To find the present value of all future benefits, you need to calculate the present value of each individual cash flow and then sum them up. The present value is the value of a future amount of money today, accounting for the time value of money.

In this case, we have three dividend payments at the end of each year (Year 1, Year 2, and Year 3) and the selling price of the stock at the end of Year 3.

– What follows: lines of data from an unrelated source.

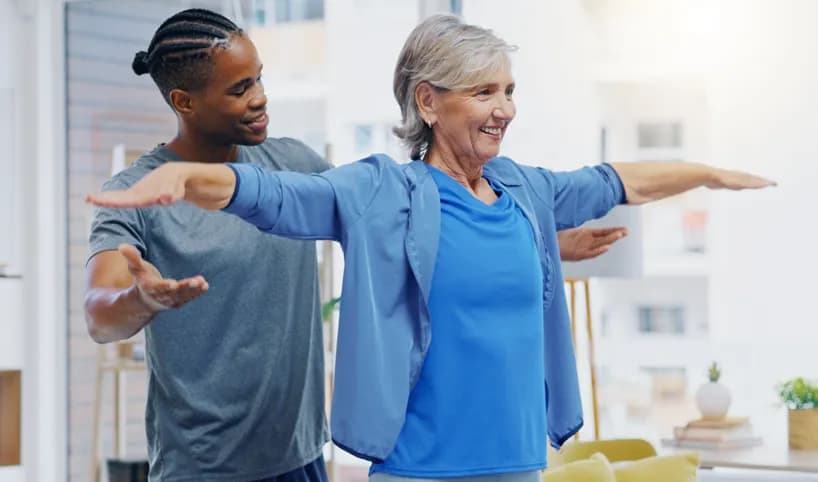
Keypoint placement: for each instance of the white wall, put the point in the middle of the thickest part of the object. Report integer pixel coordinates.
(10, 242)
(557, 122)
(31, 53)
(364, 38)
(764, 104)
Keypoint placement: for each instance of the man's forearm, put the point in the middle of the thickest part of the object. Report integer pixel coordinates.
(650, 181)
(116, 314)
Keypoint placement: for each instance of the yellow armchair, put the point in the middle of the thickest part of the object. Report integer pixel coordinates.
(590, 462)
(615, 450)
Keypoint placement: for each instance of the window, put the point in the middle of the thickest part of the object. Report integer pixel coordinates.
(268, 12)
(662, 319)
(659, 135)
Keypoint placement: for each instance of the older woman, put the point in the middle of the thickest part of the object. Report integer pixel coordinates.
(454, 355)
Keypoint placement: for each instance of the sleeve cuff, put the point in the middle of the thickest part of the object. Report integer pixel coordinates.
(614, 181)
(245, 194)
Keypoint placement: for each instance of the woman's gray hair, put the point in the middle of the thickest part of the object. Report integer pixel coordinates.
(449, 55)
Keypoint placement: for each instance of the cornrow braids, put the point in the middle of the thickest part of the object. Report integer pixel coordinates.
(179, 55)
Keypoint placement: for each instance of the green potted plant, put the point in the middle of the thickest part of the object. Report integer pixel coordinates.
(801, 398)
(713, 398)
(328, 307)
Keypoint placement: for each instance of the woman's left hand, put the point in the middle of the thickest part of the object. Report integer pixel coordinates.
(578, 244)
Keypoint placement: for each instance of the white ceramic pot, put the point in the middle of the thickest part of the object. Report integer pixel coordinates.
(713, 400)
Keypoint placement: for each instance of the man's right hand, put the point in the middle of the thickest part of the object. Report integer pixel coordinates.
(124, 293)
(156, 292)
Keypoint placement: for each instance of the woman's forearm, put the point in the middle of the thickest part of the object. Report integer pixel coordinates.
(650, 181)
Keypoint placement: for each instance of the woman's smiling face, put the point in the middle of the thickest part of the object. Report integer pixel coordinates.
(470, 123)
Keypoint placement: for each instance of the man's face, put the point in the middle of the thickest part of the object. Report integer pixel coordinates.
(232, 107)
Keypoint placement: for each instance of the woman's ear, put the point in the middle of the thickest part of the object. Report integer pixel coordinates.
(426, 101)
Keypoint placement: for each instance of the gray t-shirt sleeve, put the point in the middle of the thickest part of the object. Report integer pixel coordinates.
(112, 227)
(309, 159)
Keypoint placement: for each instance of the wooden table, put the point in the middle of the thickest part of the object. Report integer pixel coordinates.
(764, 457)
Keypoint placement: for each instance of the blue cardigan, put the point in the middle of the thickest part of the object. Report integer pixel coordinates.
(387, 218)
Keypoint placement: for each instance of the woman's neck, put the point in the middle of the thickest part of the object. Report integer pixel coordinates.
(469, 174)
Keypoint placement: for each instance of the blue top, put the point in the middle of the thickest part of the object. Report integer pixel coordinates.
(482, 374)
(387, 218)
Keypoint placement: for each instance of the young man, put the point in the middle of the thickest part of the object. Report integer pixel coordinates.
(235, 388)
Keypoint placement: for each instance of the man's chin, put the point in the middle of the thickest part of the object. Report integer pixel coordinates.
(253, 140)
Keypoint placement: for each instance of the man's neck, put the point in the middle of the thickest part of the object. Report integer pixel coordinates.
(195, 151)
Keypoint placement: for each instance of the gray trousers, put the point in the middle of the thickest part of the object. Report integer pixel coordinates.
(531, 476)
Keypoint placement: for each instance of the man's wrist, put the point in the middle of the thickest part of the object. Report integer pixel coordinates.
(149, 301)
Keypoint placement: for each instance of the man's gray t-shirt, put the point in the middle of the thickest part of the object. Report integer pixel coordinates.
(235, 379)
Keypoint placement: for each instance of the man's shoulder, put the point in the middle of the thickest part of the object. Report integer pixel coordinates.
(288, 154)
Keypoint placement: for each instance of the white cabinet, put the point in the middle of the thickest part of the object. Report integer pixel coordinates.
(11, 323)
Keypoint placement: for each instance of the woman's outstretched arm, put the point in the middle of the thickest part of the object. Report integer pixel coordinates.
(209, 186)
(649, 181)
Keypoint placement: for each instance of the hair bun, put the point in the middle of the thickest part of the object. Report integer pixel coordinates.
(140, 63)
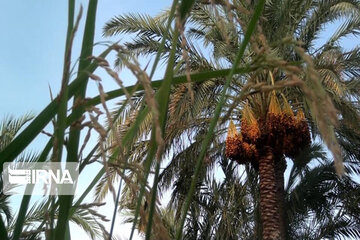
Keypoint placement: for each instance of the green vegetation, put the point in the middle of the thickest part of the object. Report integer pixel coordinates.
(257, 70)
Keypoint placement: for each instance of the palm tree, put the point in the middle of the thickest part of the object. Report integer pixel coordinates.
(9, 127)
(286, 34)
(85, 215)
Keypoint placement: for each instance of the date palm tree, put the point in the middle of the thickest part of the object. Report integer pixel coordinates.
(283, 50)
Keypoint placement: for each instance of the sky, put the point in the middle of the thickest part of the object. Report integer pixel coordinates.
(31, 57)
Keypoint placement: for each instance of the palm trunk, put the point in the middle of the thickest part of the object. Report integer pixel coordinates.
(268, 196)
(280, 166)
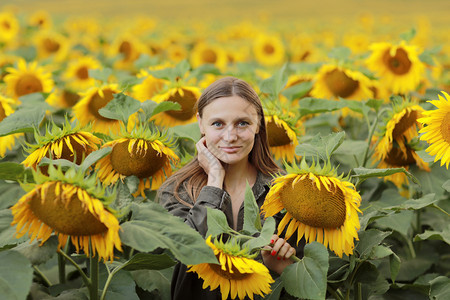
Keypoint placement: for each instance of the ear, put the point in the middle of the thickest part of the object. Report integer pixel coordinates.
(200, 124)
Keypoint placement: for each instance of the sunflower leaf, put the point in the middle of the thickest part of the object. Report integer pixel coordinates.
(252, 220)
(120, 108)
(16, 275)
(308, 277)
(22, 120)
(152, 227)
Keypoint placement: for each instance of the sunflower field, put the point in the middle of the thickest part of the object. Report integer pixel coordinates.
(96, 113)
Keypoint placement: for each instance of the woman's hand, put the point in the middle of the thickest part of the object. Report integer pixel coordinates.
(211, 164)
(276, 255)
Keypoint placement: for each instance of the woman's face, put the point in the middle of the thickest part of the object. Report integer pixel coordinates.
(229, 125)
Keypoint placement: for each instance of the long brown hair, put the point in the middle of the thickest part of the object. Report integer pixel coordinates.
(192, 174)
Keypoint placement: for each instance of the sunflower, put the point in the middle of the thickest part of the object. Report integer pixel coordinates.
(269, 50)
(398, 67)
(186, 96)
(437, 131)
(320, 205)
(204, 53)
(9, 27)
(27, 79)
(238, 274)
(394, 147)
(150, 85)
(52, 44)
(77, 73)
(69, 205)
(333, 81)
(282, 135)
(69, 142)
(86, 110)
(142, 153)
(8, 141)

Step 1: Calculate the present value of each cash flow.
To calculate the present value, we use the formula:

PV = CF / (1 + r)^n

Where:
PV is the present value
CF is the cash flow
r is the discount rate
n is the number of years

For Year 1, the cash flow is $2.00:
PV1 = $2.00 / (1 + 0.11)^1 = $1.8

For Year 2, the cash flow is $2.20:
PV2 = $2.20 / (1 + 0.11)^2 = $1.72

For Year 3, the cash flow is $2.40:
PV3 = $2.40 / (1 + 0.11)^3 = $1.54

For the selling price at the end of Year 3, the cash flow is $33:
PV4 = $33 / (1 + 0.11)^3 = $22.42

Step 2: Sum up the present values.
PV(total) = PV1 + PV2 + PV3 + PV4 = $1.8 + $1.72 + $1.54 + $22.42
PV(total) = $27.48

Therefore, the present value of all future benefits, considering a discount rate of 11 percent, is $27.48.